ONE PLUS ONE EQUALS MORE
Douglas Fanning went into business as Dyad, a studio specializing in furniture, lighting, and complex metalwork, in 1998. Now, the newly licensed architect has completed his creative vision by establishing an offshoot, Douglas Fanning Architecture. "I'd been developing this idea, of having two studios, for 10 years," he says. The recession nudged him into the broader area of design-build as a way to provide enough work to keep both facets of practice busy. "When one is slow, the other's not," he explains.

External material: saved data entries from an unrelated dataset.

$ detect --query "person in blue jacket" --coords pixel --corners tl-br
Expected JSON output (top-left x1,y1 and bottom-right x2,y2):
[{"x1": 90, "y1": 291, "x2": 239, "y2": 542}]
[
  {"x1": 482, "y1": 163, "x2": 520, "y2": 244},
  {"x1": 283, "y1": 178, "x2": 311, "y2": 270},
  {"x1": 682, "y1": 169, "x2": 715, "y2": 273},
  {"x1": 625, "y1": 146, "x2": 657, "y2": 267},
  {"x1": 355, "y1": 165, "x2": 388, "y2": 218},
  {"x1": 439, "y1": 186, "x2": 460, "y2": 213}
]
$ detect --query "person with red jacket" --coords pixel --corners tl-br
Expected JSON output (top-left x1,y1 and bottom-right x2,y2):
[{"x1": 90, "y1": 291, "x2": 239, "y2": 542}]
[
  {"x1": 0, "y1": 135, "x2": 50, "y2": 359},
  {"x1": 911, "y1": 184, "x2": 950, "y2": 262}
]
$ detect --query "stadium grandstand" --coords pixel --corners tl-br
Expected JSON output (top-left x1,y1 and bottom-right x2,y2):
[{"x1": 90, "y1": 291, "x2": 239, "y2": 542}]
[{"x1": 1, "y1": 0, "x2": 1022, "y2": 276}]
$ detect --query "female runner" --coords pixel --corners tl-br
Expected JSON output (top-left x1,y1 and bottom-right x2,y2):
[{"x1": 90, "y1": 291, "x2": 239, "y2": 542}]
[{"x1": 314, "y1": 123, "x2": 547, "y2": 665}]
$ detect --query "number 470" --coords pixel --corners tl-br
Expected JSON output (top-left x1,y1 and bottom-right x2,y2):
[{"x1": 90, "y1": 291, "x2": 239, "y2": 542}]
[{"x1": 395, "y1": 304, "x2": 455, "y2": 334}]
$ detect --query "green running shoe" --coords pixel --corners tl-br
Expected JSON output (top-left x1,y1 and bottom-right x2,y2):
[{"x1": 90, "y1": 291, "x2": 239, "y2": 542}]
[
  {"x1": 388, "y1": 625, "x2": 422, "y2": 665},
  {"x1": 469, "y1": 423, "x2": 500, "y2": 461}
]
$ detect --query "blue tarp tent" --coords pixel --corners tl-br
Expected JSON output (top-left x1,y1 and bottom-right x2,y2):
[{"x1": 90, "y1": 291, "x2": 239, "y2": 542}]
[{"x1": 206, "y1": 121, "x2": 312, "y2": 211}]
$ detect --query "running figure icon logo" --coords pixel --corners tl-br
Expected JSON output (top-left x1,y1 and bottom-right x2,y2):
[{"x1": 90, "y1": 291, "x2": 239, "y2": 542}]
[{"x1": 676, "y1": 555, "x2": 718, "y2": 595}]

A New York roof garden, his first, epitomizes the symbiosis between concept and implementation while adding 200 square feet of outdoor space to a top-story apartment in a town house. To partially enclose and shade the terrace, he used long planters held aloft, in parallel rows, by an innovative framework. This armature was welded together from steel I beams, cut down the center into T shapes, and the planters, plain cedar boxes, contain bamboo, other grasses, herbs, flowers, and vegetables. They're watered with the assistance of a telescoping ladder and a spray wand. --Meghan Edwards
Clockwise from top left: Custom cedar planters form a canopy for a New York roof terrace by Douglas Fanning Architecture and its affiliate, Dyad. Douglas Fanning screwing a planter to an armature built from steel I beams that have been torch-cut in half. Plants and sea grasses. Removable cedar planks over existing concrete pavers over existing concrete pavers. A built-in bench, also cedar. Brick dating to an earlier renovation of the 19th-century town house. The armature's 11-foot height.